Tailoring the Blood Ordering Process for Cardiac Surgical Cases Using an Institution-Specific Version of the Maximum Surgical Blood Order Schedule
Article
Background. Excess ordering of blood products for surgical cases is expensive and wasteful. Evidence has shown that institution-specific versions of the Maximum Surgical Blood Order Schedule (MSBOS) lead to better ordering practices. Most MSBOSs recommend a crossmatch for a minimum of 2 units of packed red blood cells (PRBCs) for cardiac surgical cases; however, studies have shown that >50% of these patients receive no transfusions.
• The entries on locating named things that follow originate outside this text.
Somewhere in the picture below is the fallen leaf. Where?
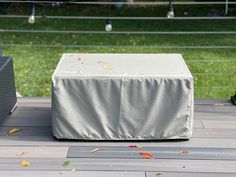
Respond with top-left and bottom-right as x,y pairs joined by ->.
180,150 -> 189,154
129,144 -> 143,149
90,148 -> 102,153
7,128 -> 21,136
20,160 -> 30,167
139,152 -> 155,159
16,152 -> 25,156
103,64 -> 112,70
63,160 -> 70,167
156,173 -> 163,176
78,57 -> 84,62
71,167 -> 76,171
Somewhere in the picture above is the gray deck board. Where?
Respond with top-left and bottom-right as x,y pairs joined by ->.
146,171 -> 236,177
0,158 -> 236,173
0,171 -> 145,177
0,97 -> 236,177
68,146 -> 236,160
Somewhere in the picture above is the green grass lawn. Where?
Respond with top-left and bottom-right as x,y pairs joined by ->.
0,5 -> 236,98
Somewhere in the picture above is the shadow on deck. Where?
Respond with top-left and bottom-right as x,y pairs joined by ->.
0,98 -> 236,177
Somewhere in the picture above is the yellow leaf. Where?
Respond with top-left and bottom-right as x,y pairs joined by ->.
78,57 -> 84,62
20,160 -> 30,167
71,167 -> 76,171
16,152 -> 25,156
8,128 -> 21,136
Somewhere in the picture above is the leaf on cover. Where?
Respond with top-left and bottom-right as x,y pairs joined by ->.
78,57 -> 84,62
63,160 -> 70,167
71,167 -> 76,171
156,173 -> 163,176
16,152 -> 25,156
129,144 -> 143,149
7,128 -> 22,136
139,152 -> 155,159
90,148 -> 103,153
20,160 -> 30,167
180,149 -> 189,154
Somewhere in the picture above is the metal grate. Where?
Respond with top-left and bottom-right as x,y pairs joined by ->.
0,57 -> 17,123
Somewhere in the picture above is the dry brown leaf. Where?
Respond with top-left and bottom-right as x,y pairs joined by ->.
90,148 -> 102,153
7,128 -> 22,136
129,144 -> 143,149
20,160 -> 30,167
139,152 -> 155,159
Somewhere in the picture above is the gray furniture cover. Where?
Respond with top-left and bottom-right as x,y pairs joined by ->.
52,53 -> 193,140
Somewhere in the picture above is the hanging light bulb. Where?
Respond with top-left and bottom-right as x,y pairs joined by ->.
28,4 -> 35,24
167,1 -> 175,18
105,19 -> 112,32
105,6 -> 112,32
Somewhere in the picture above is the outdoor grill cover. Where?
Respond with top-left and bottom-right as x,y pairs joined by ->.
52,53 -> 193,140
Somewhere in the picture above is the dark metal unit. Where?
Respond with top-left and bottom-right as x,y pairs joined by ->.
0,56 -> 17,124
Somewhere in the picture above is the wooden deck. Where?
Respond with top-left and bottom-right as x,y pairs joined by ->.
0,98 -> 236,177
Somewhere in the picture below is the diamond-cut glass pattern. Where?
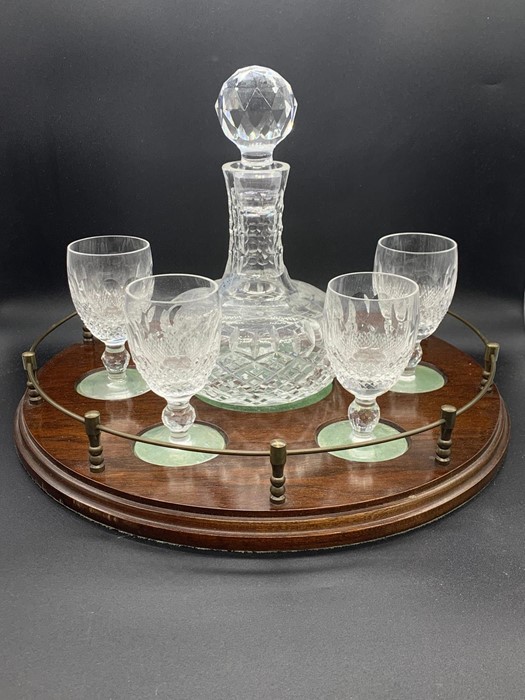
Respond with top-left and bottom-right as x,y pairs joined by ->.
215,66 -> 297,158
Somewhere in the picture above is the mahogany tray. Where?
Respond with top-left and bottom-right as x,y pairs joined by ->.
15,330 -> 510,552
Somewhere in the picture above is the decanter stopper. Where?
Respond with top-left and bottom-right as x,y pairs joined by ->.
215,66 -> 297,168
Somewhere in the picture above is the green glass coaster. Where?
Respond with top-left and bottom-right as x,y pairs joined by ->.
317,420 -> 408,462
390,365 -> 446,394
133,423 -> 226,467
75,367 -> 149,401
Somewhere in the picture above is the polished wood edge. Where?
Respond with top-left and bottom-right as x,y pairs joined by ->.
15,398 -> 510,552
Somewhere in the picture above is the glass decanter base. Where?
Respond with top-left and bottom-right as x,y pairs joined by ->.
390,365 -> 446,394
133,423 -> 226,467
197,382 -> 333,413
317,420 -> 408,462
75,367 -> 149,401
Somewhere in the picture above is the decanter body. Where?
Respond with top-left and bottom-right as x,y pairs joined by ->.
202,66 -> 332,410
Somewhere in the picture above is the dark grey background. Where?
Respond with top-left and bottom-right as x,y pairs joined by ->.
0,0 -> 525,700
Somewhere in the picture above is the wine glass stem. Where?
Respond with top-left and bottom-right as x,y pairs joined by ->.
101,345 -> 130,382
162,401 -> 195,443
348,396 -> 380,440
401,340 -> 423,380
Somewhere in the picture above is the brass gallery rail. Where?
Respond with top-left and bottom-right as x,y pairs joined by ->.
22,311 -> 499,504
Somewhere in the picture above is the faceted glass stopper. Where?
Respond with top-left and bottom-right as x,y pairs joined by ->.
215,66 -> 297,167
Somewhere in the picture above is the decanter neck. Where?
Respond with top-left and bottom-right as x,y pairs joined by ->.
222,161 -> 290,291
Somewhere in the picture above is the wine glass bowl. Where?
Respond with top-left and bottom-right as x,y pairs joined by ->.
374,233 -> 458,393
67,236 -> 152,400
125,274 -> 225,466
317,272 -> 419,462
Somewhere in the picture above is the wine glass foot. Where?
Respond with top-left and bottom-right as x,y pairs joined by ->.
390,364 -> 446,394
75,367 -> 149,401
317,420 -> 408,462
133,423 -> 226,467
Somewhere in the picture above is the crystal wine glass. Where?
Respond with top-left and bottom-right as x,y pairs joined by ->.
125,274 -> 225,466
317,272 -> 419,462
374,233 -> 458,393
67,236 -> 152,400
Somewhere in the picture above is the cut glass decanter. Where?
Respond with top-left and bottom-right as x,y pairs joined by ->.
201,66 -> 332,411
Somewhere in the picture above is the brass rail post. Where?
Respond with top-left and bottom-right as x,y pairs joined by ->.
435,404 -> 457,465
84,411 -> 106,473
270,440 -> 286,505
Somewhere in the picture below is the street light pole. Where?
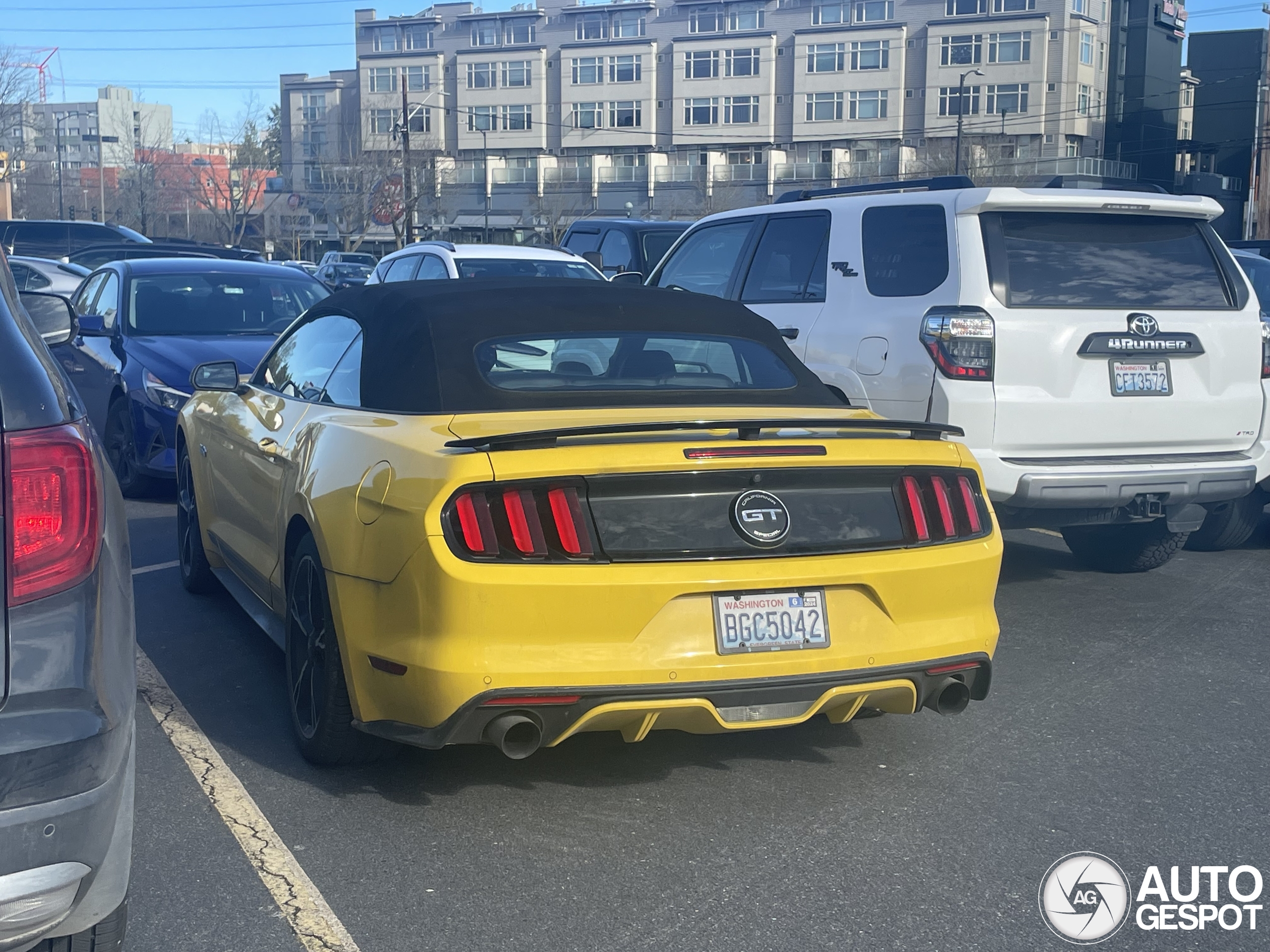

Our aim was to create a blood order algorithm for cardiac surgical cases that would decrease unnecessary crossmatching. Methods. Retrospective data was collected for 264 patients from January 2011 through April 2012. The crossmatch-to-transfusion ratio (C:tx), transfusion probability (%T), and transfusion index (TI) were calculated for each type of procedure. Results. All 264 patients were crossmatched and 98 patients were transfused, resulting in an overall transfusion probability (%T) of 37.12% (95% confidence interval 31.52-43.09). A total of 1175 units of blood were crossmatched, but only 370 units of blood were transfused, resulting in a C: tx of 3.17 (95% confidence interval 2.61-4.03). The average number of units transfused per procedure (transfusion index) was 1.40. C: tx was highest and TI was lowest for CABG, where approximately 11 units of blood were ordered for every 1 unit transfused (C: tx = 11.70 +/- 3.04), and the TI was 0.32. Conclusions. Using the gold standard C: tx of >2:1 as an indicator of inappropriate blood utilization, our analysis confirmed that excessive crossmatching occurred for several procedures. Now a subset of cardiac surgical cases only requires a type and screen order prior to surgery.